The interview notes state that there will be around 20 applicants, with each giving a 5 minute presentation. As it turns out, there are only three, and only myself and one other are there and its 10 minutes past the allotted hour. So we start anyway. Being as there are only the 2 of us, plus the 2 lecturers/interviewers, this happens in an office, rather than an auditorium. It’s all rather cosy.
I volunteer to present first, and am immediately put off my stride. When I introduce the topic – Does Grammar Matter – one of the lecturers mentions that it’s of particular interest to her.
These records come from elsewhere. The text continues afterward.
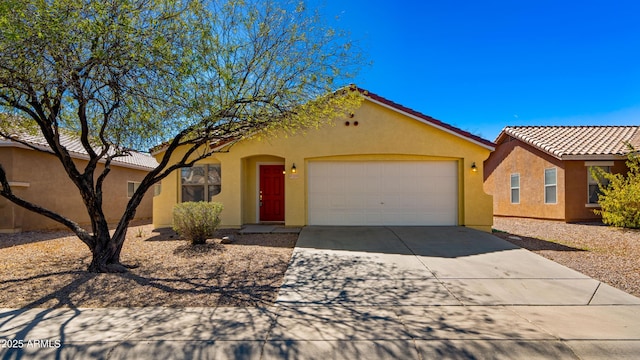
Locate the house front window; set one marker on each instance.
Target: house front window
(132, 186)
(515, 188)
(592, 183)
(200, 182)
(550, 186)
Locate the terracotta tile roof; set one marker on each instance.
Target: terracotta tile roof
(135, 160)
(428, 119)
(576, 142)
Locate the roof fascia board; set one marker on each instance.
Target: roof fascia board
(74, 155)
(428, 123)
(593, 157)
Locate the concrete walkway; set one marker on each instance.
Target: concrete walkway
(379, 293)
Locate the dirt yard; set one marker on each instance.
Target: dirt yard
(611, 255)
(48, 269)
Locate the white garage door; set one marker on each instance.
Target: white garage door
(383, 193)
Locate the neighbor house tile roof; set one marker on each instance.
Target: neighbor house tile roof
(576, 142)
(135, 160)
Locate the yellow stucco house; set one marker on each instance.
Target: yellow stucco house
(385, 165)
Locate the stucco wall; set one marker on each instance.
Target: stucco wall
(50, 187)
(381, 134)
(517, 157)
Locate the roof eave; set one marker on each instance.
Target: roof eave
(588, 157)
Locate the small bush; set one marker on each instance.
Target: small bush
(620, 198)
(196, 221)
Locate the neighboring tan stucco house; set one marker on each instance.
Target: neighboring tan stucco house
(385, 165)
(40, 178)
(544, 171)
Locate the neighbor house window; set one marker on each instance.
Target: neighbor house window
(593, 188)
(200, 182)
(132, 186)
(515, 188)
(550, 186)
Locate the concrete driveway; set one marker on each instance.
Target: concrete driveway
(365, 293)
(443, 292)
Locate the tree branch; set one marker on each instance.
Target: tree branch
(7, 193)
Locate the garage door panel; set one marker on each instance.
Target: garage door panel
(383, 193)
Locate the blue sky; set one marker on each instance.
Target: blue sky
(483, 65)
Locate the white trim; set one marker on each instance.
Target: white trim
(449, 131)
(258, 184)
(598, 163)
(589, 178)
(555, 184)
(19, 184)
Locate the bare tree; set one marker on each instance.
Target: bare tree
(190, 74)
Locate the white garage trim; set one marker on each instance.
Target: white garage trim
(382, 193)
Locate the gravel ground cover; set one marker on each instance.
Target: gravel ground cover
(608, 254)
(48, 269)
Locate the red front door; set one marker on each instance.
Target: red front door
(271, 193)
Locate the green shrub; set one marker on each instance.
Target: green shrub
(620, 199)
(196, 221)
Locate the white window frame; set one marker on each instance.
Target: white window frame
(591, 181)
(136, 185)
(555, 184)
(511, 188)
(206, 184)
Now, I always knew that the lecturers would already know anything I could dig up for the presentation, especially given the timeframe I had to prepare it in, but I have rather emphasised the research showing that it doesn’t really matter very much at all. And I do poke fun at the pomposity of someone who gets upset when a apostrophe is in the wrong place (actually, when I do this, I don’t get so much as a smile, clearly no-one is demonstrating the benefits of positive feedback at this point). Too late to change now.
The presentation goes relatively smoothly. I invite, and get, some discussion around one of the Slides. I make a couple of jokes, no-one laughs, but no change there. Following the conclusion slide the lecturers make some positive murmurs and I sit down again.
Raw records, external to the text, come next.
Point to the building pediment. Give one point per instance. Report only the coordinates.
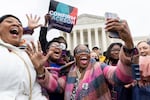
(89, 19)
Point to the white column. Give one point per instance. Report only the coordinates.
(89, 39)
(74, 39)
(104, 40)
(96, 37)
(68, 40)
(81, 37)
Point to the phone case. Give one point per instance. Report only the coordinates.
(112, 34)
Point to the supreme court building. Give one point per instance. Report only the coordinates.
(89, 30)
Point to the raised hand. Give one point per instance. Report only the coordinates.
(122, 28)
(33, 21)
(37, 57)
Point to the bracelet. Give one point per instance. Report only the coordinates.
(41, 76)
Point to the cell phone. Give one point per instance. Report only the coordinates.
(136, 71)
(112, 34)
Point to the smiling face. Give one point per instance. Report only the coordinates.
(82, 56)
(114, 53)
(144, 48)
(11, 31)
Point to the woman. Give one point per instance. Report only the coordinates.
(118, 92)
(112, 54)
(17, 73)
(86, 80)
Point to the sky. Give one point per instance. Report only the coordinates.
(136, 12)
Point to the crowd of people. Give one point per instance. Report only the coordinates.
(47, 70)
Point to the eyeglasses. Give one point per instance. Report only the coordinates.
(63, 46)
(113, 50)
(78, 51)
(56, 46)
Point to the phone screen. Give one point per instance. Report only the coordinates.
(112, 34)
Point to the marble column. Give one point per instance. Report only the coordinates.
(89, 39)
(81, 37)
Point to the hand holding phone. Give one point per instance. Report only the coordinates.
(109, 15)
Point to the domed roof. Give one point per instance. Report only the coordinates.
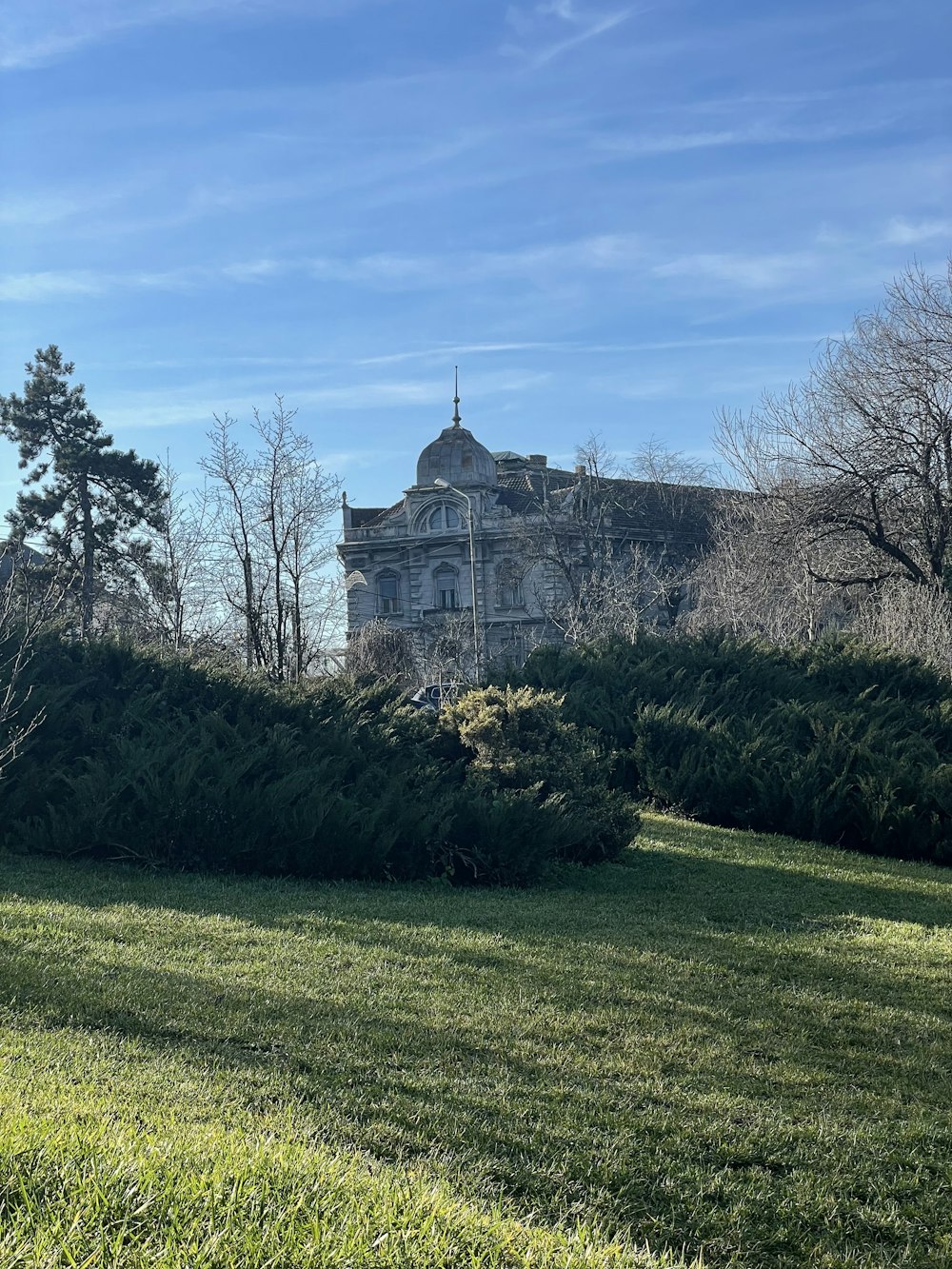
(459, 458)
It’s my fellow applicant’s turn. I spoke to her a bit while we were waiting to start, she’s nice. Part of the selection process is that you are required to be suitably smart. I’ve dressed down a bit, I didn’t think that my normal suit and tie would be applicable, so have gone for slacks and a shirt. My fellow applicant is also suitably attired. She stands up and starts speaking. She clearly knows what she’s talking about – “Synthetic Phonics”, a hot topic. Apparently. But there’s something about her that I find vaguely distracting and I can’t concentrate on the presentation. She has something metallic in her mouth, its not braces, you just get the occasional flash and I’m transfixed. And then I get it, she’s got her tongue pierced! Are you allowed to be primary teacher with a pierced tongue? I’m not sure what the rules are on self-mutilation. Presumably ear-piercing is OK, but I’m guessing that a bolt through the neck wouldn’t be. Do pierced tongues live in the grey world in between?
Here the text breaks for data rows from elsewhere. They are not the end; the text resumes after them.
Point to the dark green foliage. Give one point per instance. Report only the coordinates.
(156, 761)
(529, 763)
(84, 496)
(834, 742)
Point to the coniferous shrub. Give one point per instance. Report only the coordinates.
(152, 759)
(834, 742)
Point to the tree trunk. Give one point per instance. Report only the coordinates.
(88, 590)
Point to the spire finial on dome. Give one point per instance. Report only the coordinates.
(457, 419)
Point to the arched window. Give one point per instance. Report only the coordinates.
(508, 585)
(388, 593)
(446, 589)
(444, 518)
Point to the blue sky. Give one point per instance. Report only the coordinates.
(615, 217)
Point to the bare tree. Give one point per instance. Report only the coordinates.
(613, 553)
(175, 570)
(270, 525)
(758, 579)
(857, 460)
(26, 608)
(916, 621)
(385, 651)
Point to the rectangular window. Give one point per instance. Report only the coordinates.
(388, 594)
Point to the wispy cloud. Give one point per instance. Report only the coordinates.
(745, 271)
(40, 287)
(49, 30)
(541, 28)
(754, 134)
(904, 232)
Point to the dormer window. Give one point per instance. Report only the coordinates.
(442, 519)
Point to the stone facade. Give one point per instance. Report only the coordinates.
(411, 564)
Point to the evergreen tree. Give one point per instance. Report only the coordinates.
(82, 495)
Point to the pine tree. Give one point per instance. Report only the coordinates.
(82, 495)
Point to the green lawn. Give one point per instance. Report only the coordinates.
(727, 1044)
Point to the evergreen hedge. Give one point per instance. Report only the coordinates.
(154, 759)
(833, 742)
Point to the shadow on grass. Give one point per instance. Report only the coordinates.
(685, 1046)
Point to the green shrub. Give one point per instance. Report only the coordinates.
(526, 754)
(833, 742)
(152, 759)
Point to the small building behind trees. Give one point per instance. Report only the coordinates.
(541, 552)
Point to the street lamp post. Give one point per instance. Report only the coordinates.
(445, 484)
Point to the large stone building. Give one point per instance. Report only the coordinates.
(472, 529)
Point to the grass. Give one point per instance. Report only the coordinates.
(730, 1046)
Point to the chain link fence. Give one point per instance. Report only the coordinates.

Presentations over, we have the dreaded written test. It is emphasised that the grammar and spelling are at least as important as the content – discussion of a children’s book. Content I can do, I’ve read books to classes before, I can talk about it with confidence. Writing about it, on paper, without spell-checkers or on-line thesaurus, it all seems a bit last century to me. We are left on our own to get on with it, and, when we are done, we swap and check each others work for errors (didn’t do it, nobody saw us do it, can’t prove anything – and actually no-one said we couldn’t). Amazingly, neither of us has any corrections, so we are on to the interviews.
I’ve done interviews before, and given lots of them. I’ve had a lot of training in doing so. I was braced for a grilling, drill-down on each of my answers to see the limits of my knowledge, questioning of my motives, looking for my weaknesses and strengths. But it’s not really like that. There are five standard questions, which I answer, and there isn’t too much follow up. I come away with the distinct impression that I haven’t really done myself justice, I’ve done a lot of preparation, reading on teaching and child psychology, and practical experience in classrooms of different descriptions, but I don’t feel I’ve been able to convey much of this.
No matter, the lecturers seem satisfied. Just a quick check of the 20 (that’s Twenty, with a capital T) documents I’m required to produce, and then I’m back out, walking home. In the sunshine. I’m feeling optimistic, positive, forward looking. I look for a word to describe how I’m feeling, and I find it – happy.